How often can authors identify by name the vast majority of their readership? A disastrously unsuccessful novelist might guess that their grand total of two copies sold were bought by their parents and spouse perhaps? But no author sets out to write for such a tiny audience. Many academic authors of research papers may also have a pretty good idea of who amongst a small group of fellow specialists will read their latest article. But even then there is some room for uncertainty. Did Professor Bigname really read it?
Ph.D students, however, will normally learn the names of their examiners shortly before they submit the final version of their thesis for examination. This creates a unique and final opportunity to gear some aspects of your thesis to a tiny readership group that you can identify by name.

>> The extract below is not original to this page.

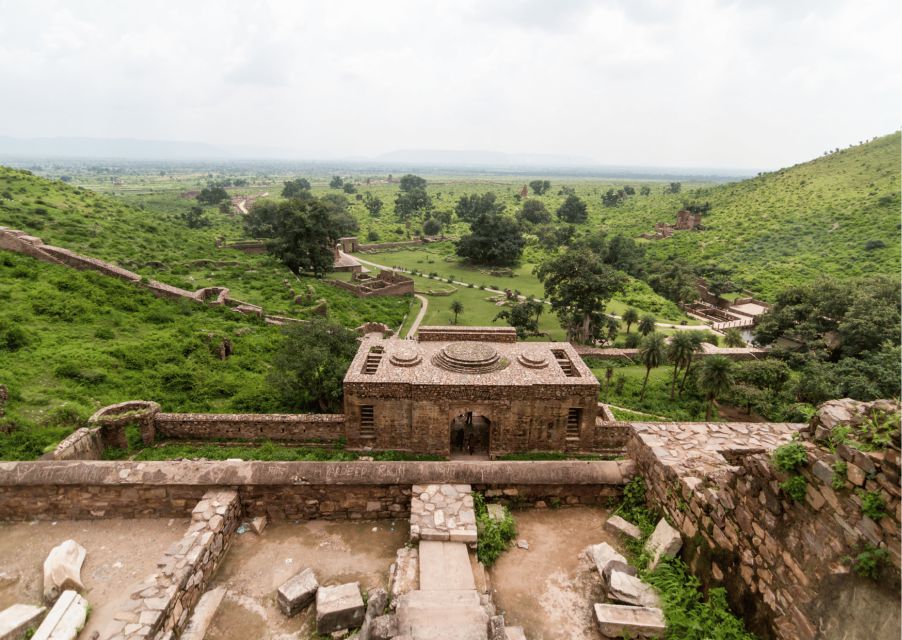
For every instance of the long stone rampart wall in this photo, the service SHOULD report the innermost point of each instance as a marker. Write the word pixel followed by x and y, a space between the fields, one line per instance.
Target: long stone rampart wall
pixel 787 566
pixel 295 428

Even if time is short, this is your chance to revisit and revise the entire manuscript with the likes and dislikes of two or three named individuals front of mind. So profile them. Go online, check out their webpages, and read their publications. Ask around: What are they like? Work out there they stand methodologically, epistemologically, and philosophically, and work out how you'll present your own standpoint and your own research in relation to theirs.
Also look out for how your examiners write. Profile them as stylists as well as methodologists and scholars. Don't just look at who they quote, but also at how they quote; how they write and compose their theories and arguments and how they reference. Such writerly clues can be just as useful as any academic profiling in maximising your chances of success with your thesis.
Your Ph.D readers are your examiners - your gatekeepers - and your final thesis draft revision needs to be carried out with them front of mind. So print off pictures and profiles of your examiners, pin them to your wall or computer screen, and look each of them in the eye before you start to write and rewrite those final final drafts of your thesis.